Progress Report

Video Here: video

Project Summary

CreativiTree is a deep learning tool that “hallucinates” new images of Trees and generates them for the player in-game. CreativiTree is fed thousands of images of trees using generative adversarial networks in order to “hallucinate” new images of trees and then turning them into minecraft objects using malmo.

Approach

Following the orginal work of Ian Goodfellow on “Generative Adverserial Networks”, and consequently the work of several researchers from the University of Michigan on “Generative Adversarial Text to Image Synthesis”, this project focuses mainly on Image Systhesis (Hallucinating Images) and further explore its applications.

The Learning
In order for CreativiTree to “learn” about trees, we used a TensorFlow implementation of Deep Convolutional Generative Adverserial Network (DCGAN) that we found on github. This, along with thousands of 32x32 color tree images from the CIFAR-100 dataset.

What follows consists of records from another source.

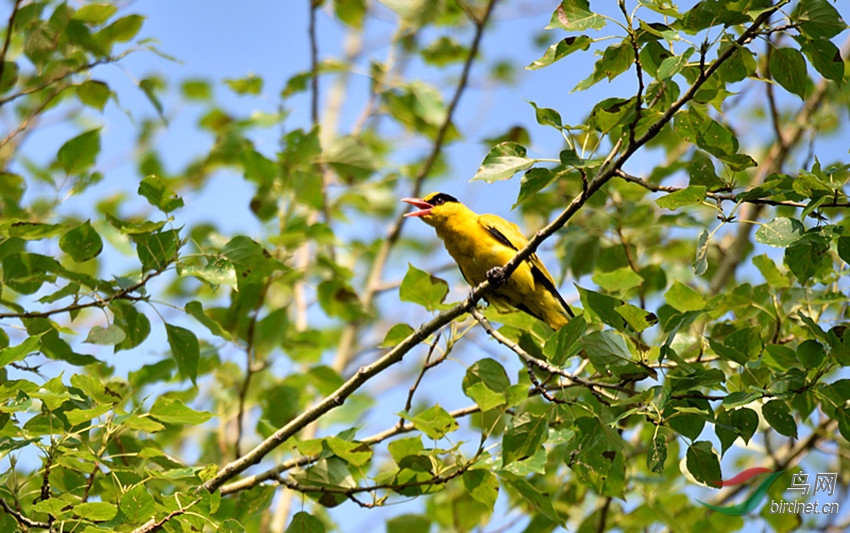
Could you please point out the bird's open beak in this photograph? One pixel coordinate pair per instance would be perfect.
(425, 207)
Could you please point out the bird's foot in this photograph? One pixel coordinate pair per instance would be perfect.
(496, 276)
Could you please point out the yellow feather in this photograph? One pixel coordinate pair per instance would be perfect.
(479, 243)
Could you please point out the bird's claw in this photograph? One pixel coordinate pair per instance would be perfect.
(496, 276)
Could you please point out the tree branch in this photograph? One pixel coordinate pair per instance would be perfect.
(20, 518)
(726, 197)
(395, 355)
(122, 294)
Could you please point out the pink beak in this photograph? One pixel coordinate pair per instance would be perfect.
(425, 207)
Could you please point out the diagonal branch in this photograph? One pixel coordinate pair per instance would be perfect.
(779, 152)
(373, 281)
(364, 374)
(20, 518)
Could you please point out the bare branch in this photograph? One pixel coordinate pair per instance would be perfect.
(20, 518)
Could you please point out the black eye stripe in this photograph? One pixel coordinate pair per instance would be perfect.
(441, 198)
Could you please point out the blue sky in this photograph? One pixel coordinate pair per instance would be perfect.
(217, 40)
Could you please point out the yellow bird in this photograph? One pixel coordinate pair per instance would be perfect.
(479, 243)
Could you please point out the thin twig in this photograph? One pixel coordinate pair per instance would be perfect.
(572, 379)
(249, 367)
(122, 294)
(374, 278)
(20, 518)
(9, 27)
(297, 462)
(395, 355)
(726, 197)
(427, 365)
(156, 525)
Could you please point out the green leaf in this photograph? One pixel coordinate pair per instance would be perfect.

We trained the DCGAN and found the higher number of epochs the better in general. The generated trees started looking better and better, but towards the end, the trees started looking strange. We think this is because the DCGAN is learning the background of the images, instead of the tree itself.

epoch_2 epoch_10 epoch_75

In the future, we would remove the background before training the GAN, instead of removing the background when we process the image in Malmo.

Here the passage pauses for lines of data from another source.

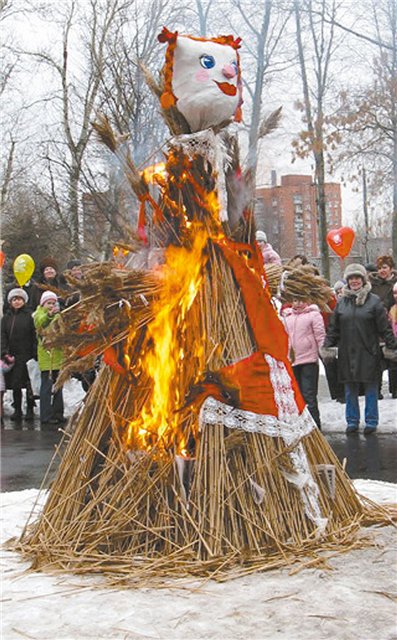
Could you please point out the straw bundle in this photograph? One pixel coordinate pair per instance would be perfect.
(137, 518)
(141, 504)
(301, 282)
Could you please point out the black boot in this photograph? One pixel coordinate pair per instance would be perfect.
(16, 417)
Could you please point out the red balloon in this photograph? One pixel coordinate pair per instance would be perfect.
(341, 240)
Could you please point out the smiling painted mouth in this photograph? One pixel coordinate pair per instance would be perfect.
(227, 88)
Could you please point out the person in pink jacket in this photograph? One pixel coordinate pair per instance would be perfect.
(270, 256)
(393, 365)
(306, 333)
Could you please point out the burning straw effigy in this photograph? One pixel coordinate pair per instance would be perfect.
(193, 453)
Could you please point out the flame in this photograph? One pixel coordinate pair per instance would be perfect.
(170, 336)
(155, 173)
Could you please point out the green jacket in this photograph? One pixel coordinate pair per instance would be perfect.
(48, 359)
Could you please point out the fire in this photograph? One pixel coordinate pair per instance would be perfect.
(155, 173)
(170, 337)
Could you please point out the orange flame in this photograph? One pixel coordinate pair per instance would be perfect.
(155, 173)
(170, 338)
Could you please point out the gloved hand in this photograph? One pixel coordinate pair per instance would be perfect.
(390, 354)
(328, 354)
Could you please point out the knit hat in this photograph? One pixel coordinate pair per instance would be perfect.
(17, 293)
(48, 295)
(355, 269)
(339, 284)
(48, 262)
(73, 263)
(261, 236)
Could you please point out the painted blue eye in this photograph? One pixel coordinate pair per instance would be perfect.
(206, 61)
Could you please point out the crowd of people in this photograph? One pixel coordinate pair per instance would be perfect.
(27, 311)
(356, 340)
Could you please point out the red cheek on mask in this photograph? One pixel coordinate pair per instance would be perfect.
(202, 75)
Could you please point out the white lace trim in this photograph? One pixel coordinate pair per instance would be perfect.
(212, 149)
(215, 412)
(289, 425)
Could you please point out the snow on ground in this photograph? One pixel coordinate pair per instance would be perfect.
(355, 599)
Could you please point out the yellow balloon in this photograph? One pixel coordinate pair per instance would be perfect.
(23, 268)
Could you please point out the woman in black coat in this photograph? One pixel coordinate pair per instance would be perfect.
(358, 323)
(18, 339)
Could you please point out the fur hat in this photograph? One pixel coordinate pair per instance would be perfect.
(261, 236)
(48, 295)
(339, 284)
(355, 269)
(73, 263)
(17, 293)
(385, 260)
(48, 262)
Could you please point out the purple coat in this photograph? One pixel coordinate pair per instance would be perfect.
(306, 333)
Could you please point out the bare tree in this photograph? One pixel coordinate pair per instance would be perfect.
(77, 92)
(366, 120)
(314, 87)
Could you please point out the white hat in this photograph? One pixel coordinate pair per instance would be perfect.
(48, 295)
(355, 269)
(17, 293)
(261, 236)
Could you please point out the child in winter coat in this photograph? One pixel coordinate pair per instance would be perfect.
(18, 339)
(6, 364)
(50, 362)
(393, 365)
(306, 332)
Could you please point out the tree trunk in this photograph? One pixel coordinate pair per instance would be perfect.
(76, 231)
(322, 225)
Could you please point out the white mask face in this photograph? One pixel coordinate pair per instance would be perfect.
(204, 81)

Malmo We used the Python Imaging Library to convert each image to RGB representations in Python. We then used the webcolors API, to convert each pixel to a color that can be rendered in Minecraft. At first, we needed to tweak the colors so that it would accurately convert to the correct colors, and the resulting (unscaled) images are as follows:

Next, we scaled the representations into 10x10 models, which looked kind of strange, but they were player size. Something we could improve on is scaling the images to look more like the unscaled versions.

The results of our prototype:

Unscaled 32x32 tree images converted into Minecraft:

t1 t5 t3

Scaled 10x10 trees in Minecraft (player size):

t1 t5 t3

Final product

trees

alt text

Evaluation

A large part of our evaluation is qualitative and we broke it down into two parts:

  1. Did our project generate tree images that actually look like trees?

  2. Do the Minecraft representations of the trees look like trees, and are they similar to the original images?

For the first evaluation, we analyzed the results of generator given different epochs. At first we trained the DCGAN using 35 epochs, which gave us somewhat-realistic looking images. After that we trained it using 45 epochs, which yielded even better results. From then on we trained an additional 65 epochs, which started to develop detailed and even more realistic-looking results. However, as the epochs approached 100, the GAN started learning the backgrounds of the trees, and generating strange looking trees, like they were on fire or pure blue sky. Images that came out of this 110-epoch neural net were hit-and-miss in the sense that some images looked good but others looked clearly strange, but as a whole we got enough samples for images that were suitable to use in Minecraft.

For the second evaluation, we converted the images into unscaled and scaled versions of the images in Minecraft. The unscaled images were much more realistic, and as seen above, they are quite good representations of the images! However, once we scaled the images down to 10x10 player size, the minecraft representation was not as similar to the original image, we think this is because of data loss in compressing the images, which dilutes the color in the image.

Remaining Goals and Challenges

Our prototype currently uses an off the shelf DCGAN in order to perform image synthesis. Our main objective over the next 2-3 weeks is to code our own Generative Adversarial Neural Network and have more flexibility when it comes to improving its individual parts in order to hallucinate more realistic looking trees.

We would like to remove the backgrounds from the dataset before training, as some of our epochs showed that the GAN was actually learning from the background instead of the tree image and shape itself (sometimes it was pure blue as in the sky).

In scaling the images, we would like to make the scaled versions of the images more realistic, and more representative of the unscaled images in Minecraft.

In addition, we would like to expand our DCGAN to generate images of objects other than trees.